At metaphase, the spindle has captured all the chromosomes and lined them up in the centre of the cell, ready to divide.

  • All the chromosomes line up at the metaphase plate (not a physical structure, just a term for the plane where the chromosomes line up).
  • At this stage, the two kinetochores of each chromosome must attach to microtubules at opposite poles of the spindle.

Before entering anaphase, the cell will check that all chromosomes are at the metaphase plate with their kinetochores properly attached to microtubules. This is called the spindle checkpoint, and it helps ensure that the sister chromatids divide evenly between the two daughter cells when they separate in the next step. If a chromosome is not properly aligned or attached, the cell will stop dividing until the problem is fixed.

In anaphase, the sister chromatids separate and are drawn to opposite ends of the cell.

  • The protein “glue” that holds the sister chromatids together breaks down, allowing them to separate. Each is now its own chromosome. The chromosomes of each pair are attracted to opposite ends of the cell.
  • Microtubules that are not attached to chromosomes lengthen and spread apart, pushing the poles apart and lengthening the cell.

All of these processes are driven by motor proteins, molecular machines that can “walk” along microtubule tracks and carry a load. In mitosis, motor proteins carry chromosomes or other microtubules as they walk.

In telophase, the cell almost finishes dividing and begins to reestablish its normal structures as cytokinesis (a division of cell contents) takes place.

  • The mitotic spindle breaks down into its basic components.
  • Two new nuclei are formed, one for each set of chromosomes. Nuclear membranes and nucleoli reappear.
  • Chromosomes begin to decondense and return to their “stringy” shape.

Cytokinesis, the division of the cytoplasm to form two new cells, overlaps with the final stages of mitosis. It can start at anaphase or telophase, depending on the cell, and ends shortly after telophase. In animal cells, cytokinesis is contractile, pinching the cell in two like a purse with a string. The “cord” is a band of filaments made of a protein called actin, and the pinch fold is known as the cleavage furrow.

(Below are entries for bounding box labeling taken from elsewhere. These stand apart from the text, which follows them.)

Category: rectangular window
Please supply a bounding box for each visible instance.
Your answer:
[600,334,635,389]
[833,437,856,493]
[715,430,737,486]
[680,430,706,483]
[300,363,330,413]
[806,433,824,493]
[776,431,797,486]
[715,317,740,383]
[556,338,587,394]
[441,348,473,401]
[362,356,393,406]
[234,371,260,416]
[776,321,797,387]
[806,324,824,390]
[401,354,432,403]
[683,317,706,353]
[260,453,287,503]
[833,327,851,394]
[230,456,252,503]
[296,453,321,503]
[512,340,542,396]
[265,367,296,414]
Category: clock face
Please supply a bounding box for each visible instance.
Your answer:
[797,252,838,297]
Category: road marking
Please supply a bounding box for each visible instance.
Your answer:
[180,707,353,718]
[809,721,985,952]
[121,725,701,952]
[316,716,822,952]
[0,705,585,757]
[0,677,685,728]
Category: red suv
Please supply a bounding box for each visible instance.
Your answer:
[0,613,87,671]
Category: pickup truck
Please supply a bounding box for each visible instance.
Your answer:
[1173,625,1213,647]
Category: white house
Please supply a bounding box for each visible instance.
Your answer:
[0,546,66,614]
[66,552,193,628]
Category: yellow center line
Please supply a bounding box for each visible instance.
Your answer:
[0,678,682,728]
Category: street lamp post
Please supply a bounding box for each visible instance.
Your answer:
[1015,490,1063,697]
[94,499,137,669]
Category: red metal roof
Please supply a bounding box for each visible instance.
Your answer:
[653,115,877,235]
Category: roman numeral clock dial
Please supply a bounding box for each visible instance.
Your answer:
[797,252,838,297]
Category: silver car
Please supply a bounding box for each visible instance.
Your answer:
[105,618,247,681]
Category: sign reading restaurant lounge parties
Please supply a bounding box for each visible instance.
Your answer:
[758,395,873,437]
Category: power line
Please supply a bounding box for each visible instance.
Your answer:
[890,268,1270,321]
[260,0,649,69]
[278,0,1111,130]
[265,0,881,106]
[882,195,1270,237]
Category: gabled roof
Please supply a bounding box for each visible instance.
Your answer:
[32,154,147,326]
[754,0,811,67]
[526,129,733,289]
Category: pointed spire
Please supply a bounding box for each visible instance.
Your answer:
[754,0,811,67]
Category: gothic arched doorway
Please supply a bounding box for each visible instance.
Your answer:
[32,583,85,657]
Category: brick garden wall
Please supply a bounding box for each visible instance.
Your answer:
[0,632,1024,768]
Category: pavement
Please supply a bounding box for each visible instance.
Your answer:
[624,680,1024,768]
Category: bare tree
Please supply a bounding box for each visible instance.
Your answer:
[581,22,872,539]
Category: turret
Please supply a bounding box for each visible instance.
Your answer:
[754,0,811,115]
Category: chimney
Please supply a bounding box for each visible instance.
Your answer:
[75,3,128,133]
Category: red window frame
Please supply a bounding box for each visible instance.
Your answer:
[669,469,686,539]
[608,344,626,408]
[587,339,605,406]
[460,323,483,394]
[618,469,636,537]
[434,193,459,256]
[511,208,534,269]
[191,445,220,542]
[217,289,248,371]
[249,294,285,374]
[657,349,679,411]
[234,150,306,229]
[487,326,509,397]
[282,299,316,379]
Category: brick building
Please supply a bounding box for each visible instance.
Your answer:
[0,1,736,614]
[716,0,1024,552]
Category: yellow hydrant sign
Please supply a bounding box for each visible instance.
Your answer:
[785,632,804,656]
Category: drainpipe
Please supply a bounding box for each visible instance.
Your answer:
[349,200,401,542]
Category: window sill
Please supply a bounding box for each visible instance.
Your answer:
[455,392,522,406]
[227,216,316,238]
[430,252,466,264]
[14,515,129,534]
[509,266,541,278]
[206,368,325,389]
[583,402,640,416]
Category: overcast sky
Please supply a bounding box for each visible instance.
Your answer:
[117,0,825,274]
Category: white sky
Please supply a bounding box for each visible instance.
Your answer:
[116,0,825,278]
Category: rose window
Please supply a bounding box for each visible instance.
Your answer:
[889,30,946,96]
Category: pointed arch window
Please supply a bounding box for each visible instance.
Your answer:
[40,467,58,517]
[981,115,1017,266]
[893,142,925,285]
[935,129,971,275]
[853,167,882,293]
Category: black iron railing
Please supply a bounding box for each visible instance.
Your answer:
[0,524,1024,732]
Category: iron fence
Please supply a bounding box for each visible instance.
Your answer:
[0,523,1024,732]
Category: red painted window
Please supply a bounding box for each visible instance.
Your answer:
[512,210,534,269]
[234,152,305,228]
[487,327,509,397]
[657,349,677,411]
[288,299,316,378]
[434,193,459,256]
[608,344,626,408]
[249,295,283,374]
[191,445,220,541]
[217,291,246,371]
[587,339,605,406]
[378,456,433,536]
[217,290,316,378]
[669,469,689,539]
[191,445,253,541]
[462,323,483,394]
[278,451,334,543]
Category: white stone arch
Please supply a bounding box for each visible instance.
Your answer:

Plant cells cannot divide like this because they have a cell wall and it is too rigid. Instead, a structure called a cell plate forms in the middle of the cell, dividing it into two daughter cells separated by a new wall. When cytokinesis ends, we end up with two new cells, each with a complete set of chromosomes identical to those of the parent cell. The daughter cells can now start their own cellular “lives” and, depending on what they decide to be when they grow up, they can undergo mitosis themselves, repeating the cycle.